Mas o que aconteceu? A história começa em uma noite de sábado, 24 de fevereiro de 2024. É um feriado público, dia em que a Tailândia honra os ensinamentos de Buda sobre a modéstia. A lua cheia estava brilhando em Cabo Yamu, uma praia pouco movimentada perto da cidade de Phuket, conhecida pela grande quantidade de casas de luxo. Uma mulher de 26 anos, médica, estava sentada com uma amiga nos degraus de uma escada. É a escada que leva à casa de David.

Todas as praias da Tailândia são públicas. A escada em questão fica no limite entre a propriedade privada e a praia pública. Um vídeo, que David gravou e publicou posteriormente em sua defesa, mostra o que aconteceu. Nele, podemos ver a sombra do homem se movendo na escuridão em direção às duas mulheres. Em seguida, a câmera começa a tremer. No momento decisivo, a imagem fica confusa.

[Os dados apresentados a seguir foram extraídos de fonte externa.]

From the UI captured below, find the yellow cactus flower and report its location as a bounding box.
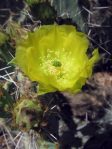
[14,25,99,94]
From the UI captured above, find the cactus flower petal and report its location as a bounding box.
[14,25,99,94]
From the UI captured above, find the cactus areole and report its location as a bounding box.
[13,25,99,94]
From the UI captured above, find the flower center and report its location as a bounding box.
[52,60,62,67]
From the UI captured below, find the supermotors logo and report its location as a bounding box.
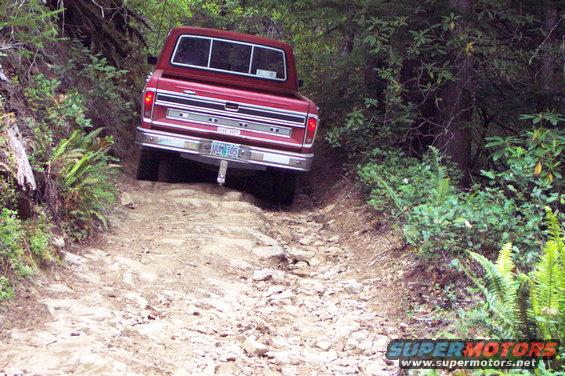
[386,339,559,369]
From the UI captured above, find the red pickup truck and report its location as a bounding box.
[136,27,319,203]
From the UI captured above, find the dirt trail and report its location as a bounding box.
[0,182,397,375]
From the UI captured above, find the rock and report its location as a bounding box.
[342,279,363,294]
[286,248,312,262]
[252,245,286,259]
[364,358,387,376]
[271,337,288,349]
[51,236,65,249]
[373,336,388,353]
[350,330,369,342]
[265,285,285,298]
[4,368,24,376]
[219,345,241,362]
[316,339,332,351]
[292,268,310,277]
[328,235,340,243]
[120,192,135,209]
[298,235,315,245]
[308,255,326,266]
[242,336,269,355]
[63,252,88,266]
[230,259,252,270]
[251,269,285,283]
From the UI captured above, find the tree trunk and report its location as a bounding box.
[539,0,559,111]
[436,0,473,187]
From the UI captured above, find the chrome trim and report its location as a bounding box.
[169,34,288,82]
[151,120,302,147]
[136,127,314,171]
[155,100,306,128]
[166,111,290,139]
[157,89,308,117]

No áudio do vídeo, três coisas acontecem no espaço de um segundo. David grita: “Sai daqui, porra” (“get the fuck off”, em inglês). Há um barulho abafado e uma voz feminina solta um gemido. Em seguida, a imagem se acalma. As duas mulheres se levantam e desaparecem na noite, enquanto David grita a mesma expressão grosseira mais duas vezes.

Repercussão

Pouco tempo depois, a médica publicou uma transmissão ao vivo no Facebook. Ela disse ter sido agredida nas costas por um estranho. A transmissão viralizou. Mais tarde, a médica falou sobre David: “Ele parece ser um homem rico, eu sou apenas uma médica. Ele é um estrangeiro que vive na Tailândia. Ele ganha a vida com tailandeses, trabalha aqui, vive em nosso solo.”

Uma semana depois, em uma coletiva de imprensa, David alegou que havia tropeçado. Ao fazer isso, ele teria encostado na mulher, mas de forma alguma a chutou intencionalmente.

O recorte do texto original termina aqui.